The Cold War was fought by proxies, to be sure—but pandas and pangolins? An offbeat tale from the Cold War and a bestseller in Germany after its original publication in 2017.
As journalist Mohnhaupt writes in his first book translated into English, Berlin’s zoo animals, like its people, suffered terribly during World War II. After the war, in an occupied city isolated from the surrounding countryside, animals were valued even more, and two rival zoos, one in the Russian-governed eastern sector and the other in the Allied-governed west, sprang up. Over the years, each drew a steady stream of visitors—millions, in fact, and this in a (divided) city that, during the Cold War years, didn’t draw many tourists. A rivalry developed, punctuated in the opening pages by an unseemly moment between the respective zoo directors: “One word led to another, and eventually a shoving match ensued between the two aging men—neither much taller than five foot five—right there among the elephants.” The Berlin Zoo on one hand and the Tierpark on the other became the beneficiaries of an unlikely race for animal-keeping supremacy, and with plenty of near-comical turns—e.g., when the East German institution had to use capitalist shipping to send “four hyenas and six lions from its world-famous breeding center” to China in exchange for Siberian tigers. More fraught were efforts to keep elephants, the ostensible subject of the directors’ brawl, and other exotic creatures.
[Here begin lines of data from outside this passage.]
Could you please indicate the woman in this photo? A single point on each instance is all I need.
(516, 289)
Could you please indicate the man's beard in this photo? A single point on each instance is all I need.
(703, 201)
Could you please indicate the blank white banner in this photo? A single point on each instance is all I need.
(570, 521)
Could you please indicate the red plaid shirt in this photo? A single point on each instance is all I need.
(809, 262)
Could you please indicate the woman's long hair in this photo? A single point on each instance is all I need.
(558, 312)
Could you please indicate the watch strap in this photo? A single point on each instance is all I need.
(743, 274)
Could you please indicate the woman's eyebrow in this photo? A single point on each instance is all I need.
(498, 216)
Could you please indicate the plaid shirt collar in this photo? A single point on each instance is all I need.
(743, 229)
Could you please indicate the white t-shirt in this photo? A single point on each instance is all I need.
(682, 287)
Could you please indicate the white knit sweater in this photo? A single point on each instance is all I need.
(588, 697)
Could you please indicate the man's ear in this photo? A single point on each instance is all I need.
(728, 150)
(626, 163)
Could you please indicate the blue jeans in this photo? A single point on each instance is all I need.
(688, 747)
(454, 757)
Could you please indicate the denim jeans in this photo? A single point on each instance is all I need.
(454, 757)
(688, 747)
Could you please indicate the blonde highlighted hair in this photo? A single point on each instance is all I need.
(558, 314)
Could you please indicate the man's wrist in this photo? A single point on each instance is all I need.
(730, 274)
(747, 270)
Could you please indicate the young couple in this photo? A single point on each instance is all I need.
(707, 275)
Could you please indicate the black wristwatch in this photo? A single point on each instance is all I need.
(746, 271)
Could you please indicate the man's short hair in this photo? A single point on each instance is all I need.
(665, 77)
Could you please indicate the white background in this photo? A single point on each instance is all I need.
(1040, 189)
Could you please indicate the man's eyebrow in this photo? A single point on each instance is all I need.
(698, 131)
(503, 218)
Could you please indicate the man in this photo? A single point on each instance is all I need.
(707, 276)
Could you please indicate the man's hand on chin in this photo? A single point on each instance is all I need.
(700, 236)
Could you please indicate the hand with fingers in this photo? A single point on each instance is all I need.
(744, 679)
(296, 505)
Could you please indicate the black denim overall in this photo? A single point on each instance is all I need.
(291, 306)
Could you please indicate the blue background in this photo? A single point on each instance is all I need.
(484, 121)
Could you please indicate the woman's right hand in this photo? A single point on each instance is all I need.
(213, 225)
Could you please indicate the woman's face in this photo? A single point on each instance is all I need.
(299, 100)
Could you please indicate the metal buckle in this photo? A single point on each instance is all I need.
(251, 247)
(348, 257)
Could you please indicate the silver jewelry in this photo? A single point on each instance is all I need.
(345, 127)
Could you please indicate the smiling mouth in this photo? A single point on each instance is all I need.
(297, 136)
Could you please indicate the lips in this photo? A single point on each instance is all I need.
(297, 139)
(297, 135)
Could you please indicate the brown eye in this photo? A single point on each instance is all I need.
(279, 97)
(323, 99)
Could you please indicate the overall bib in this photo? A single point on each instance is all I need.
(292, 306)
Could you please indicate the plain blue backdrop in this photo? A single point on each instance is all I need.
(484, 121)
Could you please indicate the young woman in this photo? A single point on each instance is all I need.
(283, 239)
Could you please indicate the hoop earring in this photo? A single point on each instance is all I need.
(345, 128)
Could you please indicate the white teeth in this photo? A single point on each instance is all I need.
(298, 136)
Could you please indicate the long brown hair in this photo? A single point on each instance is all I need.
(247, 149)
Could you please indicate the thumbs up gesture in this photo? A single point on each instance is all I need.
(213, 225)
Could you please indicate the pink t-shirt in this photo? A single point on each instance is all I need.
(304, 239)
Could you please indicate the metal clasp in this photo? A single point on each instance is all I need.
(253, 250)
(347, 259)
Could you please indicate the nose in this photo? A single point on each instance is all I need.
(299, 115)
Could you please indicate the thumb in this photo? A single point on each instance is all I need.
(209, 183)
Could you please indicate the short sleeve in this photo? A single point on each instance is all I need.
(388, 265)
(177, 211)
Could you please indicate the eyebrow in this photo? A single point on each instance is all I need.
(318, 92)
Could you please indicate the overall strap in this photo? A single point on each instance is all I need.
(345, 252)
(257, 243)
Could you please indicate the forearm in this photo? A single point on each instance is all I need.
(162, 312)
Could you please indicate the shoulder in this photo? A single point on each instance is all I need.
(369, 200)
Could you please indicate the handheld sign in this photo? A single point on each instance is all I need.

As Mohnhaupt notes, the East German zookeeper was fierce enough to keep the Stasi away, the secret police agency reasoning, by way of face-saving, that animal lovers were harmless. Meanwhile, his West German counterpart was shrewd at corralling huge sums of money that eventually made the Berlin Zoo “the world’s most biodiverse.” Reunification did little to stem the rivalry at first, writes the author, though the turf war has since simmered down.
It’s not quite a Bridge of Spies–level thriller, but there are plenty of unexpected, entertaining twists behind bars.